Nous sommes en 2019. Des adolescents atteints de déficience auditive, sélectionnés dans le cadre du projet Parole de corps, sont en répétition à l’école pour déficients auditifs de Bamako (EDA).
Les efforts d’Adama Bambera sont remarquables. Il saute, se courbe, bouge la tête et les pieds en même temps que ses amis. Aucun détail de la chorégraphie ne lui échappe. Âgé de 10 ans, il est le plus jeune de la troupe de danse du projet « Parole de corps », composée d’une vingtaine d’adolescents. Tous des sourds-muets issus des écoles pour déficients auditifs (EDA) de Bamako, Ségou et Koutiala.
Le petit Adama et ses camarades sont fatigués. Ils poursuivent tout de même la répétition sous l’œil attentif du chorégraphe Yayous Bakanu Sanu. « Nous n’avons plus que deux jours avant la restitution. C’est plus que jamais le moment de corriger les petites imperfections », déclare le mentor.
Maitres du mouvement
Un quart d’heure après, une pause de 10 minutes est accordée.

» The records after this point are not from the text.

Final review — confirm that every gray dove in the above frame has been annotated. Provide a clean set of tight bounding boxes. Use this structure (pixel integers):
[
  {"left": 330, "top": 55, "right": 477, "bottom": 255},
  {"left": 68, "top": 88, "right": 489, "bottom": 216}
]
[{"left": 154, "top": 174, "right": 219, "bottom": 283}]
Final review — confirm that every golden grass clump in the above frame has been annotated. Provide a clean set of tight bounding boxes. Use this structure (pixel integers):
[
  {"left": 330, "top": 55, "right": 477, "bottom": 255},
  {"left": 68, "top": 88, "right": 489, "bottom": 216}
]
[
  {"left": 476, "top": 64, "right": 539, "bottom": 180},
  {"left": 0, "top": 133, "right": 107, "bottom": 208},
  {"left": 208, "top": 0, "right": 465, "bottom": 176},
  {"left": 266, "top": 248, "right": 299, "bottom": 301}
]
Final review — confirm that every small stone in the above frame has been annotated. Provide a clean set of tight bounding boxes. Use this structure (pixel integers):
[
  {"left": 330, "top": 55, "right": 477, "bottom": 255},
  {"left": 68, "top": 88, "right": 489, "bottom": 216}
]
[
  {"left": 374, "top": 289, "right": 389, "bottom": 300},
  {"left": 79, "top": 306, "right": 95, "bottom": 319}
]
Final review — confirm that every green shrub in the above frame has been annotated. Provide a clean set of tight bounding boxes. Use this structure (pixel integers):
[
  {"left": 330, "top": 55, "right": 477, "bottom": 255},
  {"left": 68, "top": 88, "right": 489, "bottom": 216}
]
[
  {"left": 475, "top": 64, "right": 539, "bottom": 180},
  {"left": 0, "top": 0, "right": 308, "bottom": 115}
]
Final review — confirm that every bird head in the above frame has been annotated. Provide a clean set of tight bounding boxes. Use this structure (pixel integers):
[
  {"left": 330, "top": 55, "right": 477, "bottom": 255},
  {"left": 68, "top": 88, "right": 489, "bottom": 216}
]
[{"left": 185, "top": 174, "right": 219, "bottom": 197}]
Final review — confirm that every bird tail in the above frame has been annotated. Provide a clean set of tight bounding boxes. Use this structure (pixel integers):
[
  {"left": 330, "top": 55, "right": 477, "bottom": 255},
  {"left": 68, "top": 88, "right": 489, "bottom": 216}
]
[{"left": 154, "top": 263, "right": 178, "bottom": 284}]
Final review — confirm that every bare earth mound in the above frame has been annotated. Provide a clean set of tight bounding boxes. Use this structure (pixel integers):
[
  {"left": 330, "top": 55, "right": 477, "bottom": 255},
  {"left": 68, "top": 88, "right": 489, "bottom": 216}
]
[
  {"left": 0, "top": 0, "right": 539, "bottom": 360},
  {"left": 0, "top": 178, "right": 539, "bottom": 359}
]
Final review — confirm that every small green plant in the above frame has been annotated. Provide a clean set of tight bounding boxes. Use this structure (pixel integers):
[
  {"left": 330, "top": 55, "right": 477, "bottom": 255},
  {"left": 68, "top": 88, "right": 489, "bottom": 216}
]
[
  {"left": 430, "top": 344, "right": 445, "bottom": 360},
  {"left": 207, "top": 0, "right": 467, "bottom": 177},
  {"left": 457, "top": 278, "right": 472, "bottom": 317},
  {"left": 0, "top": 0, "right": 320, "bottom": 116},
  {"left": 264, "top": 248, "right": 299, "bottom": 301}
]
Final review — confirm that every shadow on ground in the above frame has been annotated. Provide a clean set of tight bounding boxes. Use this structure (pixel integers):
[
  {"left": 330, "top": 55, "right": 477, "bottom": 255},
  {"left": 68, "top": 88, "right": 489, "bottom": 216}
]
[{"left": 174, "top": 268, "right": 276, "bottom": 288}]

Le petit Adama peut enfin soupirer. « C’est fatiguant mais j’aime », témoigne-t-il en langue des signes via un traducteur. Grace à ce projet, Adama confie avoir compris que son handicap n’est pas une fatalité.
Le projet Parole de corps est une initiative de Daouda Keita, chorégraphe professionnel, fondateur de la compagnie Famu Danse, une association culturelle créée en 2017 à Bamako.
En 2018, l’artiste s’était rendu à l’école pour déficients auditifs de Bamako. Après un long échange avec les élèves, il dit avoir découvert quelque chose de si naturel et de si captivant dans la langue des signes, que l’idée de se perfectionner auprès d’eux lui vint à l’esprit : « Un bon danseur doit être le plus naturel possible dans ses mouvements. Les malentendants ont déjà ce naturel car ils se familiarisent avec le mouvement depuis tout petit. Ils en sont les maitres et nous les handicapés », dit-t-il.
« Ne négliger personne »
Au Mali, l’insertion socioprofessionnelle des jeunes handicapés demeure un véritable casse-tête. Beaucoup n’ont pas la chance de terminer les études : 90% des jeunes déficients auditifs s’arrêtent juste après le diplôme d’études fondamentales (DEF), témoigne M. Balla Keita, ancien directeur de l’école pour déficients auditifs de Bamako.
L’explication que donne M. Balla est que ces jeunes ne sont pas accompagnés. « Lorsqu’ils arrivent au lycée, ils peuvent se retrouver dans des salles de classe d’une quarantaine d’élèves et être les seuls déficients auditifs. Ça devient alors difficile pour eux de suivre les cours au même rythme que leurs camarades, car les professeurs ne comprenant pas la langue des signes. »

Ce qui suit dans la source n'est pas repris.